A consequence of the strong out-performance by developed market indices is that they now trade at a near 40% premium – on average – to that of the emerging markets, which is unusually expensive.

RisCura investment strategist Glenn Silverman

“Looking at inflation, we saw it pick up significantly across the globe post-Covid, but then start to fall fairly sharply in 2023, both in developed and emerging markets,” Silverman said. 

“That will allow interest rates to be cut during 2024.” 

However, emerging markets will need the US Federal Reserve to cut first or risk a further weakening of their currencies.  

“So, once the US cuts its interest rates this year, we should see an improvement in the performance of emerging markets, both from a rating, as well as from a currency perspective, i.e. a potential ‘double whammy’,” he said.

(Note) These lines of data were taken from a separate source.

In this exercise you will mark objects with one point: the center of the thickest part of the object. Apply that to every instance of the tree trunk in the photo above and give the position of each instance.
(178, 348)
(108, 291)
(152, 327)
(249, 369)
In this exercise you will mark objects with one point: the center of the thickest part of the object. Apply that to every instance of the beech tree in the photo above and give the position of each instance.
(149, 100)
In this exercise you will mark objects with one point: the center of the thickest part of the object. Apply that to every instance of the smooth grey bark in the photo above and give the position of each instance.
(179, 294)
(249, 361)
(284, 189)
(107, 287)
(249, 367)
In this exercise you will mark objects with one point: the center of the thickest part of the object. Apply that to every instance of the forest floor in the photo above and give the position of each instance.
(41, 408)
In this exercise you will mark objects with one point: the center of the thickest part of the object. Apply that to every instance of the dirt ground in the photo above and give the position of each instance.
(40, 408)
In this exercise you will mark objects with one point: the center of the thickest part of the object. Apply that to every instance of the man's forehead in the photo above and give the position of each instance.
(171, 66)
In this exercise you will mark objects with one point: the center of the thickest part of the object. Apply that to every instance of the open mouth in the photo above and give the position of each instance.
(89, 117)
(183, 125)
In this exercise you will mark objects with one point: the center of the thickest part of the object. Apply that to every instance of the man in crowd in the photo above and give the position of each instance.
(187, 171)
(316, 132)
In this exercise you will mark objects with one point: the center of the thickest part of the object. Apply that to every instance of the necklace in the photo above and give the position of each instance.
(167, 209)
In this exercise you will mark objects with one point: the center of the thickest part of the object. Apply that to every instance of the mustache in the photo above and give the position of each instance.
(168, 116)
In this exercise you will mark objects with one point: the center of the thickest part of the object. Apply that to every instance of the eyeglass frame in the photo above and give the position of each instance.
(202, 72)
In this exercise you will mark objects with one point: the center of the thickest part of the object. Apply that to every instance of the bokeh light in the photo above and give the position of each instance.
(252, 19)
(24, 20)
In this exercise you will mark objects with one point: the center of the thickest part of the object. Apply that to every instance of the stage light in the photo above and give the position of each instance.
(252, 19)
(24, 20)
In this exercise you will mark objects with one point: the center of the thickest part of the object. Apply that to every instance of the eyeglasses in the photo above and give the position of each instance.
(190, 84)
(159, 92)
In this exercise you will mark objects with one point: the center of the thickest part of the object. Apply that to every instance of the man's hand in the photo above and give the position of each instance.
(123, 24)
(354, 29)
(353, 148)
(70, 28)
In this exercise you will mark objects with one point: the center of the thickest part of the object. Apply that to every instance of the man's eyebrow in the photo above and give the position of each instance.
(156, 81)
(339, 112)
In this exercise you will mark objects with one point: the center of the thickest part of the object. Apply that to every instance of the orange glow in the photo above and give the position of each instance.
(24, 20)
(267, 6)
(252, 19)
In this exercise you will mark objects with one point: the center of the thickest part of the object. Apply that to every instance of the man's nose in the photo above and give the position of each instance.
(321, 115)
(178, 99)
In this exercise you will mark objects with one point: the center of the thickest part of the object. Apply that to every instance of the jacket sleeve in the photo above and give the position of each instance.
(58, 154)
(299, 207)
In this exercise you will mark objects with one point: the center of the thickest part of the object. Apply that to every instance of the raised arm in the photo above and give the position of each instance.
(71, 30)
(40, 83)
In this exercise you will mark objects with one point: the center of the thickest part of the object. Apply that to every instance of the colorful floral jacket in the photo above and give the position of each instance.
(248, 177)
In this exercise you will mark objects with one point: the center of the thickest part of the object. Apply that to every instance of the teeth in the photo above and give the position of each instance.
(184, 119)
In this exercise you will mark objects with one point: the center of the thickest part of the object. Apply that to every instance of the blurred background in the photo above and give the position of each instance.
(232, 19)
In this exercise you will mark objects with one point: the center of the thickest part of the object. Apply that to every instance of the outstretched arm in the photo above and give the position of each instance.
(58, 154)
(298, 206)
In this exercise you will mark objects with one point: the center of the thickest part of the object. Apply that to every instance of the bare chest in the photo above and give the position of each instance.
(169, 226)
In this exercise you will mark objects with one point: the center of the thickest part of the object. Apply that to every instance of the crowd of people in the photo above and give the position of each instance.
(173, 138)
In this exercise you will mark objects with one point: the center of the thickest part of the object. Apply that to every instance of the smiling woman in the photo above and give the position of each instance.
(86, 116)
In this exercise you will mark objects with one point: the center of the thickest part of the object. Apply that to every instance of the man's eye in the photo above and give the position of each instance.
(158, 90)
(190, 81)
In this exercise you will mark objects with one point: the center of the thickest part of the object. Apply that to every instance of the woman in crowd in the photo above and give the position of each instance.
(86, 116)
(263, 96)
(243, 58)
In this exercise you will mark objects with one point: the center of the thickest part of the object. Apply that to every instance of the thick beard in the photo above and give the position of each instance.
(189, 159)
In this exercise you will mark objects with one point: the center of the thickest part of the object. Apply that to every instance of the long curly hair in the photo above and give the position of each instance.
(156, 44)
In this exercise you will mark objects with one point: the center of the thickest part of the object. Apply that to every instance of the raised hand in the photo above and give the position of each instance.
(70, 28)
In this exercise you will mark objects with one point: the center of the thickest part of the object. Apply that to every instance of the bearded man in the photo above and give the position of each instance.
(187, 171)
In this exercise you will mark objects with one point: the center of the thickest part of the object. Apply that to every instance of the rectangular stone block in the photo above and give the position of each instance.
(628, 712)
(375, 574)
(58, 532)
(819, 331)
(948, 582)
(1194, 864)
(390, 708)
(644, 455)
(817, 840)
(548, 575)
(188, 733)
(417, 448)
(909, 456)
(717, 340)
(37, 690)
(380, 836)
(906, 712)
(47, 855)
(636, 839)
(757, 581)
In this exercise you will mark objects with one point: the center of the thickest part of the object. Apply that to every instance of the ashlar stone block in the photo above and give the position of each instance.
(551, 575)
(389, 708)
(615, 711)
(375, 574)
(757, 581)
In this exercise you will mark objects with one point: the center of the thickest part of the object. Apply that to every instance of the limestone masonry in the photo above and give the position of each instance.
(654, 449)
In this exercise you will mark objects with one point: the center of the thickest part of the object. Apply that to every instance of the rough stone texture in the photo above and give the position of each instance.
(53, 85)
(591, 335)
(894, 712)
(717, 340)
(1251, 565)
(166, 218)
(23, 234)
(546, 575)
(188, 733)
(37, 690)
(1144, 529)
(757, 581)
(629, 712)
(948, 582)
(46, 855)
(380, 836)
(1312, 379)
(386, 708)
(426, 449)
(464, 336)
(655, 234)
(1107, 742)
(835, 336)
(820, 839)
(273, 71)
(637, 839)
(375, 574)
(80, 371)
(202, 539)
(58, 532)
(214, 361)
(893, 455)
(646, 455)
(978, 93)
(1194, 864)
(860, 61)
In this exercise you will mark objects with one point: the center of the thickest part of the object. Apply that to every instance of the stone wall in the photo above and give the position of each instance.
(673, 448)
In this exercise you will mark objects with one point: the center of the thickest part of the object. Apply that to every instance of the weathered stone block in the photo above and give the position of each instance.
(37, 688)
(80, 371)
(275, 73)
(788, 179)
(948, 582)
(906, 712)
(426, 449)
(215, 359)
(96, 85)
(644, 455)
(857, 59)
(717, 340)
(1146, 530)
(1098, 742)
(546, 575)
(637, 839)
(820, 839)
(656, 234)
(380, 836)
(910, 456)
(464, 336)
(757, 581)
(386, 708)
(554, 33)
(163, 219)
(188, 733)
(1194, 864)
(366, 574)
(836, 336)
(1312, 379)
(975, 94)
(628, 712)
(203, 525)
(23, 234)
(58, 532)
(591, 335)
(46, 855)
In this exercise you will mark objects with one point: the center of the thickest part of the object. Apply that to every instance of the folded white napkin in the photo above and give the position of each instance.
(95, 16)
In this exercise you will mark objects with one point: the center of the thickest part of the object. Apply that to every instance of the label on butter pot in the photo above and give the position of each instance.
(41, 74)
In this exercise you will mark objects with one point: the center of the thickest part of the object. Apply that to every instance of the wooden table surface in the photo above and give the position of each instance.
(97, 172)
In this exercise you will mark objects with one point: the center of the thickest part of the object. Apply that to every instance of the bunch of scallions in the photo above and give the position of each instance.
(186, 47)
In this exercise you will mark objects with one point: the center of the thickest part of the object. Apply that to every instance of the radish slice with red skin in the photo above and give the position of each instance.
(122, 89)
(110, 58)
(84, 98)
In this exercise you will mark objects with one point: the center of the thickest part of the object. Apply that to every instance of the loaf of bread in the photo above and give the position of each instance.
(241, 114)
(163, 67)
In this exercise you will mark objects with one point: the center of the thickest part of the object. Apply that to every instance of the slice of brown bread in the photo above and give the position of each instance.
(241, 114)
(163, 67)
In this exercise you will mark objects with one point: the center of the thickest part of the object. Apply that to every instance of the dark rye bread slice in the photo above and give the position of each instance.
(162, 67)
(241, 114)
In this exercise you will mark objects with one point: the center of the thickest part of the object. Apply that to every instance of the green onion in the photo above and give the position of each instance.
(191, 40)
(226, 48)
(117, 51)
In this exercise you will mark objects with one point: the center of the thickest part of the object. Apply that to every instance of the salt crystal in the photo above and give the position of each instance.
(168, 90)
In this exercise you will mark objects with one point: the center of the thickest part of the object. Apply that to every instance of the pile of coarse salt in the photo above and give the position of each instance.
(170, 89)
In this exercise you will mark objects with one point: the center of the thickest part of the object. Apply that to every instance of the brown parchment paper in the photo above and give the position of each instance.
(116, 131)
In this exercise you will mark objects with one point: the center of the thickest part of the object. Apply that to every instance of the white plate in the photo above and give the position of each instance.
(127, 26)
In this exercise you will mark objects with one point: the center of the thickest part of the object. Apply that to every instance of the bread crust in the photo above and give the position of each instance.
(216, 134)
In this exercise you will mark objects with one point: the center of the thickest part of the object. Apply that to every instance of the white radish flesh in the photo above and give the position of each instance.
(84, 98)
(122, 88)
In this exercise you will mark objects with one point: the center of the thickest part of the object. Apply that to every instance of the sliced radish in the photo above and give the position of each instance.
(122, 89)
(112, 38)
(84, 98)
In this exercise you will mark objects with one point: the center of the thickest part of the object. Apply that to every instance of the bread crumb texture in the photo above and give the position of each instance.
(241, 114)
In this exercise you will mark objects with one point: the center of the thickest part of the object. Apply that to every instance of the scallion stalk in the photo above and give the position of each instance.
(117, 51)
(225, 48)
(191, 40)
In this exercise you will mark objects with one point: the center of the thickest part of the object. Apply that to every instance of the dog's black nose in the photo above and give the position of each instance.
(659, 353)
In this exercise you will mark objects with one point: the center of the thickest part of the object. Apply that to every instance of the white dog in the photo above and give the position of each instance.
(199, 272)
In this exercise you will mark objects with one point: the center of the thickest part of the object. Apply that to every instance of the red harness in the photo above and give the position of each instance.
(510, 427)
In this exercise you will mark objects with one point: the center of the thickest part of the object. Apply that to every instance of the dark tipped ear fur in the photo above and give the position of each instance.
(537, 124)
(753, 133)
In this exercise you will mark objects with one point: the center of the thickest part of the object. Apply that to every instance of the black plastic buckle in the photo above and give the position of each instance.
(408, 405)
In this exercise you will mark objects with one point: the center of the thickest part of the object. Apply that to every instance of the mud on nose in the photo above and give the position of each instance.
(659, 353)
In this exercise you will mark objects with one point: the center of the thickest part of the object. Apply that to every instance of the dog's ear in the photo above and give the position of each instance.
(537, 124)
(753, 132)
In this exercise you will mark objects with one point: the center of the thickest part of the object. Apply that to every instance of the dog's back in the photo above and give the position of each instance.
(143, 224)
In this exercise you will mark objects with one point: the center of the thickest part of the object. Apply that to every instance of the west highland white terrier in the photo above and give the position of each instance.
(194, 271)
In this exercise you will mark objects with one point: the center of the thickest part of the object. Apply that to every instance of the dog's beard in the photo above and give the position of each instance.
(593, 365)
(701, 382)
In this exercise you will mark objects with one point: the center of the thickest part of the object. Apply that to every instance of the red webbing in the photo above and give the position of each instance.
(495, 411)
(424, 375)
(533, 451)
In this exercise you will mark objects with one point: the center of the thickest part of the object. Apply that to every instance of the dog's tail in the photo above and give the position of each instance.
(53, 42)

Silverman highlighted the performance of four key emerging market currencies from a South African investor perspective – the Indian rupee, the Brazilian real, the Chinese yuan and the South African rand. 

All, bar the yuan – a managed currency – had depreciated sharply over the decade. 

From an MSCI Emerging Market perspective, China now makes up 25% of the emerging market index – down from a peak of 42% pre-Covid.

In contrast, South Africa now makes up a mere 3% of the basket – down from 6% in 2023 – highlighting its significant underperformance, especially in USD terms.

Silverman also highlighted India’s dramatic outperformance of China since around 2021. 

The significant re-rating of India makes it appear expensive compared to China. 

“Even more noteworthy, though, has been the even more significant under-performance of Chinese tech vs US tech stocks over that same period,” he said.